With the advent of high-throughput biotechnology, people can now investigate a biological system with multiple bioassays using diverse types of study objects. The convolution of multiple bioassays, study objects and exposure conditions produces a wealth of rich information about the biological system, and at the same time, poses great challenge on how to integrate heterogeneous data sources and extract sufficient knowledge that cannot be gained from any single dataset alone. Depending on the complexity level of the convolution, direct data integration is often used when combing information from multiple bioassays on a cohort of similar study objects, and indirect integration via knowledge transfer is generally attractive when it comes to the power of incorporating relatively more diverse data types. Direct information integration relies on concordant and well annotated data structures, and the connections between datasets are usually easily understood. These methodologies have to meet many computational challenges owing to different sizes, formats and dimensionalities of the data being integrated. In biological studies, researchers tend to study their system using models varying in terms of species (human vs. mouse), compositions (tissue vs. cell lines, single cells) and/or exposures conditions. Thus, the datasets generated are drawn from different feature space and/or different sample distributions, where direct integration becomes infeasible. These highly disparate datasets may each have the potential to provide complimentary information key to the research question being carried out, and thus it is also urgent to construct a transfer learning method tailored for high-throughput bioassay data so that existing heterogeneous datasets could be re-purposed in a future study.
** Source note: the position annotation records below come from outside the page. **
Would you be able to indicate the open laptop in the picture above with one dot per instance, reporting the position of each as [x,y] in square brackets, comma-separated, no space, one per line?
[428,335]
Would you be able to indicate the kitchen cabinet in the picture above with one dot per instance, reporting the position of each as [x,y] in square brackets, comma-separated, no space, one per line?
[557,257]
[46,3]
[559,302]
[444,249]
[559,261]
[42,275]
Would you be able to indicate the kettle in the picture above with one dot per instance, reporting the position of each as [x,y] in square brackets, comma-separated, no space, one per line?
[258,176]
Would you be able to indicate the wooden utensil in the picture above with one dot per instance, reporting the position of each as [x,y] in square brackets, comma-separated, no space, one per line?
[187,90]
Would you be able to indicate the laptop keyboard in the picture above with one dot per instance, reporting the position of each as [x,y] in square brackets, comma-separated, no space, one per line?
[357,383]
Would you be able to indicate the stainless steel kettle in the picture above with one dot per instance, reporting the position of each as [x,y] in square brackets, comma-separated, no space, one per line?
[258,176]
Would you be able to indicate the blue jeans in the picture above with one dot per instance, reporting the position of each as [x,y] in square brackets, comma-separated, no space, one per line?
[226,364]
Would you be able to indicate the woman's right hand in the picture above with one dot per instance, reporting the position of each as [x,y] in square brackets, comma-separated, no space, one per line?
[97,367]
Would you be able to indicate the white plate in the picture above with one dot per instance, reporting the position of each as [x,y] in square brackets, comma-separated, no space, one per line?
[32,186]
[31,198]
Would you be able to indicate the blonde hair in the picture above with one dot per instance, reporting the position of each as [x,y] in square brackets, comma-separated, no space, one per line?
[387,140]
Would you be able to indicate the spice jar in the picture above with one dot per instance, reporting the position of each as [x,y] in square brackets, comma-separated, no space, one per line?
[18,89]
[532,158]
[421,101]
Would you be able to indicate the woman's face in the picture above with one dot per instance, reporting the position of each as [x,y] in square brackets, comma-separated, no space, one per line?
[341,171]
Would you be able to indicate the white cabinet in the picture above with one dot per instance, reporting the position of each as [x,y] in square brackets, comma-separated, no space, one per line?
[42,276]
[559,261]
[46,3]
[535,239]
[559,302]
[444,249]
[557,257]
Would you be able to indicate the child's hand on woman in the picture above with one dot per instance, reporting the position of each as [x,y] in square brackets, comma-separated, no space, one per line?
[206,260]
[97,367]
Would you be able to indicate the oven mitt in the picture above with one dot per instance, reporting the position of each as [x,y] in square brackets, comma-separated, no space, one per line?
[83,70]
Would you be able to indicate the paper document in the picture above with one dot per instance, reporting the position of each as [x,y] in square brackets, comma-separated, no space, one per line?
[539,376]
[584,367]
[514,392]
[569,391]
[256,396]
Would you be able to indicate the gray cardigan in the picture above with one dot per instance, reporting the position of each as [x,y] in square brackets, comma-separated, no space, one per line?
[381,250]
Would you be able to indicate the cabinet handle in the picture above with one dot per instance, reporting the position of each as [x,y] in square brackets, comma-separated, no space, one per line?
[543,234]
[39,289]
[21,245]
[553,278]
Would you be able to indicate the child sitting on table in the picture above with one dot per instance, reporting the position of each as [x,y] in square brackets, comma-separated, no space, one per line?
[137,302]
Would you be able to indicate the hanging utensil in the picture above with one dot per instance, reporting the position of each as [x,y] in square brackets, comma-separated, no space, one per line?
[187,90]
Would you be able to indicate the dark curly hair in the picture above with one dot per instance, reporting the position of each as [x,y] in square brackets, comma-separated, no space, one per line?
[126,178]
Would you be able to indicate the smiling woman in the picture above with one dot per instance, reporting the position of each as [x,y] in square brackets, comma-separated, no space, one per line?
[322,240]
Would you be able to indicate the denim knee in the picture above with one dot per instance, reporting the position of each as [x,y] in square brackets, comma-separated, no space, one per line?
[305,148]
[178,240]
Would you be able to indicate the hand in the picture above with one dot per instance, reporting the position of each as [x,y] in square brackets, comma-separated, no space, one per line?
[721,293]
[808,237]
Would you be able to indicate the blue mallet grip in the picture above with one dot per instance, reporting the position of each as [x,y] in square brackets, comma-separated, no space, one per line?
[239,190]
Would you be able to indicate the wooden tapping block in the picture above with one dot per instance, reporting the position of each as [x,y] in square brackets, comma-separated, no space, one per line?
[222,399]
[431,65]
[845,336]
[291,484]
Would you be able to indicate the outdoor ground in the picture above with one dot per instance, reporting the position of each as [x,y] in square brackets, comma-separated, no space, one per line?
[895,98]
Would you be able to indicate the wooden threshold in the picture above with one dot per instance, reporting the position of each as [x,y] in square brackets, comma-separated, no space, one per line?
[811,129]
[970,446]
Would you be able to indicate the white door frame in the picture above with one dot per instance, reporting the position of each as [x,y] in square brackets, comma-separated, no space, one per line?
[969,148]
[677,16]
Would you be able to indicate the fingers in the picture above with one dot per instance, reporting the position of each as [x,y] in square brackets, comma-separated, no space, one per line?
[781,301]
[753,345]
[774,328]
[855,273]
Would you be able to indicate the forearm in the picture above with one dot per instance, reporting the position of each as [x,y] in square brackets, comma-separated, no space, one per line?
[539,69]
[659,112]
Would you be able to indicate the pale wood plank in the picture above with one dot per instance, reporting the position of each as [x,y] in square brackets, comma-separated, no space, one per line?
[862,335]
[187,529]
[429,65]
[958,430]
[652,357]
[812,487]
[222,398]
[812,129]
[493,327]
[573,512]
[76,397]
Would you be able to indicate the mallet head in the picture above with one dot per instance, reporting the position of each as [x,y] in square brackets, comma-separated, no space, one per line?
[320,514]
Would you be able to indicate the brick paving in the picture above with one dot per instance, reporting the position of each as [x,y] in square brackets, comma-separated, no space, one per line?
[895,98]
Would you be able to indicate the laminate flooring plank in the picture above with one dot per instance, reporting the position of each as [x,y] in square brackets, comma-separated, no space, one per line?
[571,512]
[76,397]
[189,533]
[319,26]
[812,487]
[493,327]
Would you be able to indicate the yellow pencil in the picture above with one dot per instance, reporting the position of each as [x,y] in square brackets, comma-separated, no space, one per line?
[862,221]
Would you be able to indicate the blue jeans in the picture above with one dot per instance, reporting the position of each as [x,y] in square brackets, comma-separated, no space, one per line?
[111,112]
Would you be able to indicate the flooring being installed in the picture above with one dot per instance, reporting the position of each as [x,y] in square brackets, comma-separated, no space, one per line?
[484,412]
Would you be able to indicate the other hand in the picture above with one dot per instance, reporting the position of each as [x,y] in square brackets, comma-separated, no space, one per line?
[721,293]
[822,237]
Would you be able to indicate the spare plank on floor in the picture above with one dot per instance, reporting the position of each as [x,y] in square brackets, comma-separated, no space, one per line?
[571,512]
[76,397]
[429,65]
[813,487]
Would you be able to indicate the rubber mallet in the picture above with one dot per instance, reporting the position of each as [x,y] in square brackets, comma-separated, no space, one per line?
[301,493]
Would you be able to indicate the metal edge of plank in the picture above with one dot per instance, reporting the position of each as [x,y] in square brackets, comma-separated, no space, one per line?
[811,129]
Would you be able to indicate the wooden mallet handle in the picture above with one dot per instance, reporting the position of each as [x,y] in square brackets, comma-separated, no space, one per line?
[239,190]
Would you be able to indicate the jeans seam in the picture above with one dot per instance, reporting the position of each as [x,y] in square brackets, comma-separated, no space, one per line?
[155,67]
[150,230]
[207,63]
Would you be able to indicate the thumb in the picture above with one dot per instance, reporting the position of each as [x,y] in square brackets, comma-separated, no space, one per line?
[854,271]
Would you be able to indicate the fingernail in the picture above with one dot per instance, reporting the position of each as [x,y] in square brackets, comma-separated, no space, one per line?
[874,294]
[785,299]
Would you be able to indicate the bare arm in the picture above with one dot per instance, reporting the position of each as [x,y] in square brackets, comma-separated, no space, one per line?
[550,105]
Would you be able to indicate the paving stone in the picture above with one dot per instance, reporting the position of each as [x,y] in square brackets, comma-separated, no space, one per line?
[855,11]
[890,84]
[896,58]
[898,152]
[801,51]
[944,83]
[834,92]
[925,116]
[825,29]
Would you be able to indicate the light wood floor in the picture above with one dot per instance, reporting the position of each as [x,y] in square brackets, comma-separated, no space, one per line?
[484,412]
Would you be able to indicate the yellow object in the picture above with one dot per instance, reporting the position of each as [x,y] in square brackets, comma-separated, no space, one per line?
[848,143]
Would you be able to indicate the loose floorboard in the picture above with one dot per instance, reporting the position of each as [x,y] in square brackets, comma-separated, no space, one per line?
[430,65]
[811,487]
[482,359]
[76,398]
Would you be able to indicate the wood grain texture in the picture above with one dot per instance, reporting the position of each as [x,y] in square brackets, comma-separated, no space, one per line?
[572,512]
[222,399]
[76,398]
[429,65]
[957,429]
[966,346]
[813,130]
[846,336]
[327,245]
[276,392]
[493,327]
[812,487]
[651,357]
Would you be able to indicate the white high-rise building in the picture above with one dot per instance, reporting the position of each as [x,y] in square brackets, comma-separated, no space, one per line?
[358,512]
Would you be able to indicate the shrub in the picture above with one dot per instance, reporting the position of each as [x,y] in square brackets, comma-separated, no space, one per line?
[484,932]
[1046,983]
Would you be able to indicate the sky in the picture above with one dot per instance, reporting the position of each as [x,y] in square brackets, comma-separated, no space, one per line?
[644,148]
To address these challenges, this project will develop new classes of computational methods for direct information integration and indirect knowledge transfer, and ultimately leverage structures and relations among various bioassay datasets for better understanding of a biological system, for example, cancer drug resistance mechanism. The research team will achieve their goals through exerting the following two objectives. First, they will develop a novel formulation for information distillation on multiple -omics data so that knowledge could be easily transplantable to future studies, which would otherwise be prevented due to technical and platform bias. The framework consists of a supervised sparse clustering method for qualitative representation of coherent signatures, together with a co-clustering approach to detect local low rank structures. Second, they will develop a novel transfer learning method by imposing the structural regularities learnt from the source domains to any target domain. The key assumption is that the structural regularities are invariant to technical and platform bias, so they are ideal vehicle for knowledge transfer. The project is expected to develop novel computational tools that can effectively explore a wide range of heterogeneous datasets, and it has great potential to minimize the cost on recollecting new training data, by maximizing utilization of existing information and fully using the knowledge derived therefrom to substantiate our understanding of a biological/biomedical system. Hence the project will have far-reaching economic and societal impacts.
This award reflects NSF's statutory mission and has been deemed worthy of support through evaluation using the Foundation's intellectual merit and broader impacts review criteria.